VFP Artist, Mark Runge to Display his Collection, Peace is Patriotic: A Soldier’s (mis)Remembrances, in March

February 17, 2016

Peace is Patriotic: A Soldier’s (mis)Remembrances” is a collection of drawings and sculptures by Mark Runge, who expresses his memories, or mis-remembrances, through his artwork. This body of work encompasses pieces from the last 8 years.  Several pieces in Runge’s exhibit were created using gunpowder and pyrography. He said he began drawing with gunpowder around 2005, when he was teaching at a small college in Florida. Several students were veterans, and they decided to have a show about their wartime experiences.

Runge’s art training found its way through community colleges, the Maryland Institute, College of Art, and the University of South Florida’s MFA program. Runge currently makes art in Maryville, TN, where he continues to experiment with a variety of media to express his ideas, including making hollow body, stringed instruments.

The collection will be on display

March 1 -25, 2016
Clayton Center for the Arts' DENSO Gallery
502 E Lamar Alexander Pkwy
Maryville, TN 37804

An artist reception will be held in the gallery on Fri., March 25 from 6 p.m. until 8 p.m. A spoken-word performance will begin at 7 p.m. The exhibit and reception are free and open to the public. Gallery hours are Monday through Friday from 10 a.m. until 5 p.m.

Artist Statement:

Peace is Patriotic: A Soldier’s (mis)Remembrances

 
About the same time every year–I begin to have nightmares. By the time Val wakes me up, I am aware that I have been dreaming, but I can’t do anything to stop myself.
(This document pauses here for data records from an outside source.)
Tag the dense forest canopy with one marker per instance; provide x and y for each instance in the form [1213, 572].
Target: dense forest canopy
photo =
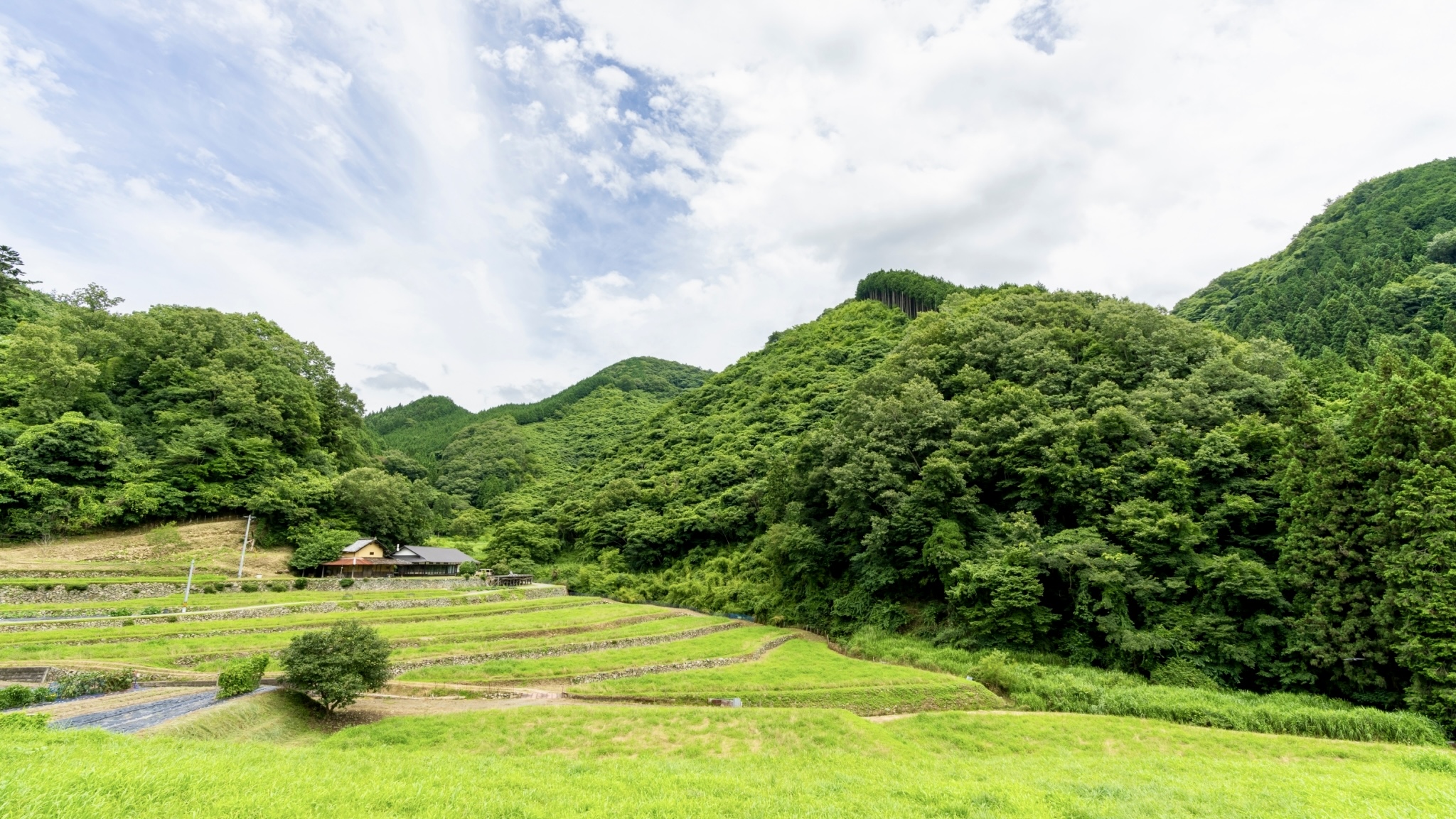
[1260, 486]
[1378, 261]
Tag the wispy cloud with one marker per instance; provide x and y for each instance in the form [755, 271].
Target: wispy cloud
[516, 193]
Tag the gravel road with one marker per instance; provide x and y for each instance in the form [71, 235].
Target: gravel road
[143, 716]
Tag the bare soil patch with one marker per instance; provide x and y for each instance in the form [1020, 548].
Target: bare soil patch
[146, 551]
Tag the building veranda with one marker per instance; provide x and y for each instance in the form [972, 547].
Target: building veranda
[370, 559]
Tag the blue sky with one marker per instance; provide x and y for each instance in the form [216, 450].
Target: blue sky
[491, 200]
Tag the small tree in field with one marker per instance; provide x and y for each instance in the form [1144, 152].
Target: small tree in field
[337, 665]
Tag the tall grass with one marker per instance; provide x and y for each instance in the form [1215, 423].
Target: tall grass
[540, 763]
[1046, 687]
[443, 630]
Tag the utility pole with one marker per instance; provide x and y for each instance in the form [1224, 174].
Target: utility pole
[247, 530]
[188, 591]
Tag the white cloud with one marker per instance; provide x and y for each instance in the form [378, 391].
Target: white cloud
[389, 378]
[514, 194]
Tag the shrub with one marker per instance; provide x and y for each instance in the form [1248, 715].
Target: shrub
[337, 665]
[165, 535]
[1183, 674]
[242, 675]
[1442, 248]
[315, 544]
[16, 697]
[80, 684]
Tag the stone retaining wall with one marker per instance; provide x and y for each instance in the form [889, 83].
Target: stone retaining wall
[122, 592]
[283, 609]
[564, 651]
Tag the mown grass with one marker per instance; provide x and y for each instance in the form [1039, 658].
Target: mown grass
[808, 675]
[732, 643]
[714, 763]
[22, 580]
[437, 630]
[1043, 687]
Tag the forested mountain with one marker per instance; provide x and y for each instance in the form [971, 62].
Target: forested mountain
[1261, 484]
[117, 419]
[1376, 262]
[424, 427]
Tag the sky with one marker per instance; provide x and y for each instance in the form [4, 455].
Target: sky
[491, 200]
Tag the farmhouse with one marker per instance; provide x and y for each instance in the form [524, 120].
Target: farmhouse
[369, 559]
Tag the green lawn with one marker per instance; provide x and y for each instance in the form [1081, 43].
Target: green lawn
[805, 674]
[717, 763]
[721, 645]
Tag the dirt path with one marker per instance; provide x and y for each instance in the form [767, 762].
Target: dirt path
[130, 719]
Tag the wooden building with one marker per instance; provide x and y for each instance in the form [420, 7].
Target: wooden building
[370, 559]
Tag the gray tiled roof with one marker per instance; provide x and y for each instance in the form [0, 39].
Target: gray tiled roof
[432, 554]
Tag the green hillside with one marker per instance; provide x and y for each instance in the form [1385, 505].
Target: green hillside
[1360, 270]
[1059, 473]
[424, 427]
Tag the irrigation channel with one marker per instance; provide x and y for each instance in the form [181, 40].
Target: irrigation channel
[130, 719]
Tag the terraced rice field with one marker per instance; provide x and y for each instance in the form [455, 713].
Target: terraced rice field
[424, 634]
[803, 674]
[733, 643]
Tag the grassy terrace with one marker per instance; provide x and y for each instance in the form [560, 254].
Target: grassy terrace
[200, 602]
[418, 633]
[708, 763]
[732, 643]
[805, 674]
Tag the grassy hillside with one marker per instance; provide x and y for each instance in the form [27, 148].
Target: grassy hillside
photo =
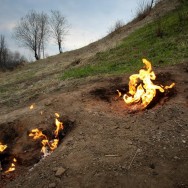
[164, 42]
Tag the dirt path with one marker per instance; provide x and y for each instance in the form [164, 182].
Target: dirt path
[107, 146]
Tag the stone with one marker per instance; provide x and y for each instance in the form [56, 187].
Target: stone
[60, 171]
[52, 185]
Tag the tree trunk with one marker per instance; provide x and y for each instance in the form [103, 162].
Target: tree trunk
[36, 56]
[60, 49]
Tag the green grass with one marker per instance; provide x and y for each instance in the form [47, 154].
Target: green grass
[143, 43]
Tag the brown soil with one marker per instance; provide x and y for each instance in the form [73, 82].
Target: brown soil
[104, 142]
[106, 145]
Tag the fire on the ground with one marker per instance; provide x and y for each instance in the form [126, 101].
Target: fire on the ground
[141, 88]
[48, 145]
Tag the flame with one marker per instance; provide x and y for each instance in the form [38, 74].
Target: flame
[59, 126]
[141, 88]
[2, 147]
[31, 107]
[12, 166]
[46, 144]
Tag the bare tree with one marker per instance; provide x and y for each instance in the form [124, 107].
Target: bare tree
[3, 52]
[9, 60]
[59, 27]
[31, 32]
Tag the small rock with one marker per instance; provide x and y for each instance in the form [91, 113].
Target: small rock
[48, 103]
[52, 185]
[127, 126]
[175, 157]
[60, 171]
[129, 142]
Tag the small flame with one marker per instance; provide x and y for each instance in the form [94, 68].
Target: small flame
[12, 166]
[46, 144]
[36, 133]
[59, 126]
[31, 107]
[145, 91]
[2, 147]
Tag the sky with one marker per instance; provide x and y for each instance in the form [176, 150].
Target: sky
[89, 20]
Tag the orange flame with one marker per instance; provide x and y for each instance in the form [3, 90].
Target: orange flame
[2, 147]
[145, 91]
[46, 144]
[12, 166]
[59, 125]
[31, 107]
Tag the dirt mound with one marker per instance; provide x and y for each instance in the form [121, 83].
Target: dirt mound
[108, 147]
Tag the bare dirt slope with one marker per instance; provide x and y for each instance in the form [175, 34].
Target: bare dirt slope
[103, 145]
[28, 83]
[108, 146]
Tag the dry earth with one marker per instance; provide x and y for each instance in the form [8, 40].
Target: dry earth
[107, 146]
[103, 143]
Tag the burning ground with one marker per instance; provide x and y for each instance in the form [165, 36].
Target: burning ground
[104, 143]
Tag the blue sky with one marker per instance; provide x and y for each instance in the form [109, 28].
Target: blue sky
[89, 20]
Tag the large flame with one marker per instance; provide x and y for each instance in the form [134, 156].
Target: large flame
[141, 88]
[12, 166]
[2, 147]
[46, 144]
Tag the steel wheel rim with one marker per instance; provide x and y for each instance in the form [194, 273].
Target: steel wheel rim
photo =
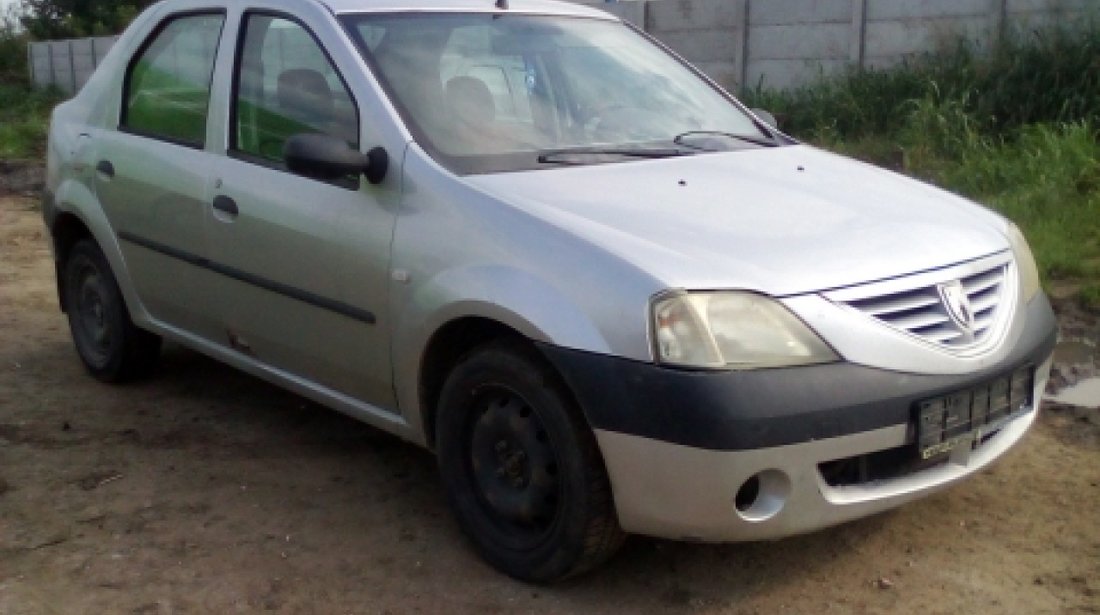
[91, 320]
[514, 468]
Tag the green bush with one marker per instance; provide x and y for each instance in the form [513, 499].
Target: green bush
[1030, 77]
[24, 120]
[1016, 129]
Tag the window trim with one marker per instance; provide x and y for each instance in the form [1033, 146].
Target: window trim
[231, 144]
[127, 79]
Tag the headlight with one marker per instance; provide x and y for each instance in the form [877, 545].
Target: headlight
[734, 329]
[1025, 263]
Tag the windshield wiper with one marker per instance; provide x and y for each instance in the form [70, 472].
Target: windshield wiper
[683, 138]
[564, 155]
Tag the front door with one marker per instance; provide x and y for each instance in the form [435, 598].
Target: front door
[305, 263]
[152, 175]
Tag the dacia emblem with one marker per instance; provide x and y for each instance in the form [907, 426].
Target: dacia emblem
[957, 304]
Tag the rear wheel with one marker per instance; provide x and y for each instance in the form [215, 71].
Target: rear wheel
[110, 346]
[521, 468]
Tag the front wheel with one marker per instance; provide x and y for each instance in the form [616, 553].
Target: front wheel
[521, 468]
[110, 346]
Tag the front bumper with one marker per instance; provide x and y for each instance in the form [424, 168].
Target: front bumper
[741, 456]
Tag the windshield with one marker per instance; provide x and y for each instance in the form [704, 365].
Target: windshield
[486, 92]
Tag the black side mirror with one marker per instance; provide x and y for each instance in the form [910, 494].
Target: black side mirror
[323, 156]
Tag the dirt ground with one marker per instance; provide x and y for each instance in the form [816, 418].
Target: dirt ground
[207, 491]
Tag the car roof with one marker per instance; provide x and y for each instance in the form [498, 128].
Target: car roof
[539, 7]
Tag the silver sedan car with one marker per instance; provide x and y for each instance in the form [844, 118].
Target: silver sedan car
[520, 233]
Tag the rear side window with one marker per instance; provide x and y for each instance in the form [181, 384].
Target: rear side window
[286, 85]
[167, 87]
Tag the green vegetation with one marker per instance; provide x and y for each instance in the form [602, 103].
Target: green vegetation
[1016, 129]
[24, 119]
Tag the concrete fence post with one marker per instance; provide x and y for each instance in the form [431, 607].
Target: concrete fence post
[53, 69]
[857, 44]
[741, 45]
[72, 53]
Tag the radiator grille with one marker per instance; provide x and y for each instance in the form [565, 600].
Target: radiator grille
[922, 311]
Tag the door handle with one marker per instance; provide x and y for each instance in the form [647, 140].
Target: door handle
[226, 205]
[106, 168]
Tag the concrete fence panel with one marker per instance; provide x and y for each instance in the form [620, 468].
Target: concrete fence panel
[746, 43]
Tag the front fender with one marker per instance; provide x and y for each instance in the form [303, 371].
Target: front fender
[505, 295]
[74, 197]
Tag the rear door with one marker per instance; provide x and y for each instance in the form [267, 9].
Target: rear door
[152, 174]
[306, 262]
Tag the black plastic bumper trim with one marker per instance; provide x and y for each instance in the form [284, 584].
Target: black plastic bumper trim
[762, 408]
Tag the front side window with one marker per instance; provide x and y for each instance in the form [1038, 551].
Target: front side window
[285, 86]
[486, 92]
[167, 86]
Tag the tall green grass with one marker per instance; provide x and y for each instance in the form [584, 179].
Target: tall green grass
[1016, 129]
[24, 120]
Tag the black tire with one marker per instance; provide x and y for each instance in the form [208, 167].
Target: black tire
[520, 467]
[112, 349]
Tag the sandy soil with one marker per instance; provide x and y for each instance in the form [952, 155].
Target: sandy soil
[206, 491]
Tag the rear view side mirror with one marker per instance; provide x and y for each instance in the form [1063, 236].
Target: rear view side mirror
[323, 156]
[766, 117]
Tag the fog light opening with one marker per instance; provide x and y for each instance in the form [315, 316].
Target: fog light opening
[762, 495]
[748, 494]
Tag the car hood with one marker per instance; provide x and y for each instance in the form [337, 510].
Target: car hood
[779, 220]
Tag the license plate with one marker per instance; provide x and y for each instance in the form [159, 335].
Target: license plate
[960, 417]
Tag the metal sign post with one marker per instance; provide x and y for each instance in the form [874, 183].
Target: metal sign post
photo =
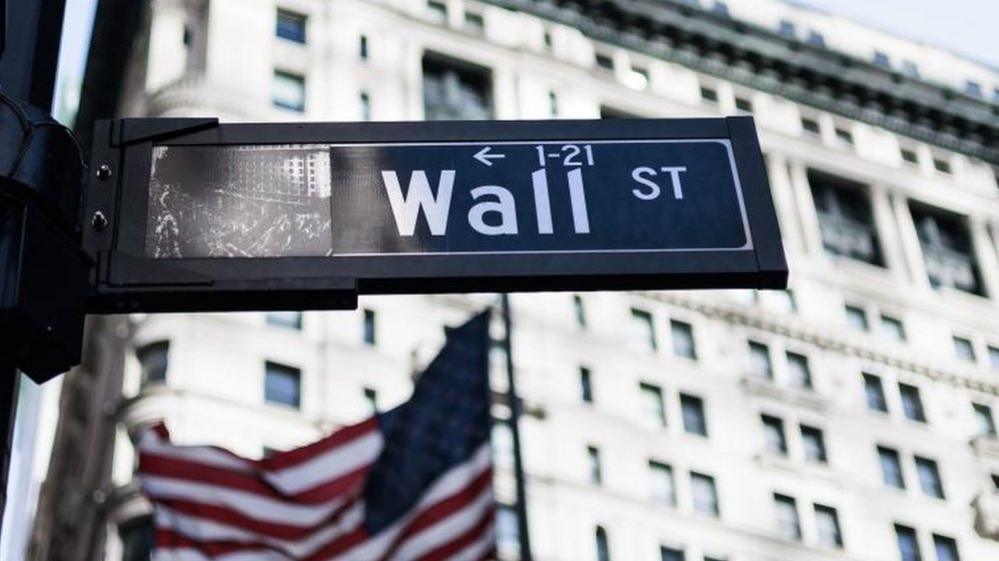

Val saves me. The echo of my screams remain in my head, and I must live the day after my nightmares with the memory, or maybe residue, of the desert life that haunts my senses still. Yet memories of childhood wargames commingle with memories of adulthood wartime. Like the nightmares, memories and realities fade slowly, if at all. I cannot always verbalize this struggle, but it shows up in my work. Toys stand in for those who live in my memories–myself included. The burning of images on paper is my attempt to share with the viewer my recollection of burned flesh, and there is nothing like the smell of burning flesh. The smell enters your nose, but it lives on in your mouth as a gritty and acrid taste. I brushed my teeth a lot while I served in the Iraq. I was there for only six months and one day, but I still feel as if I was there for a lifetime. I lived and died there, but not like the burning bodies. They would never go home, or, maybe they already were home, where they became the residue of my war in the desert.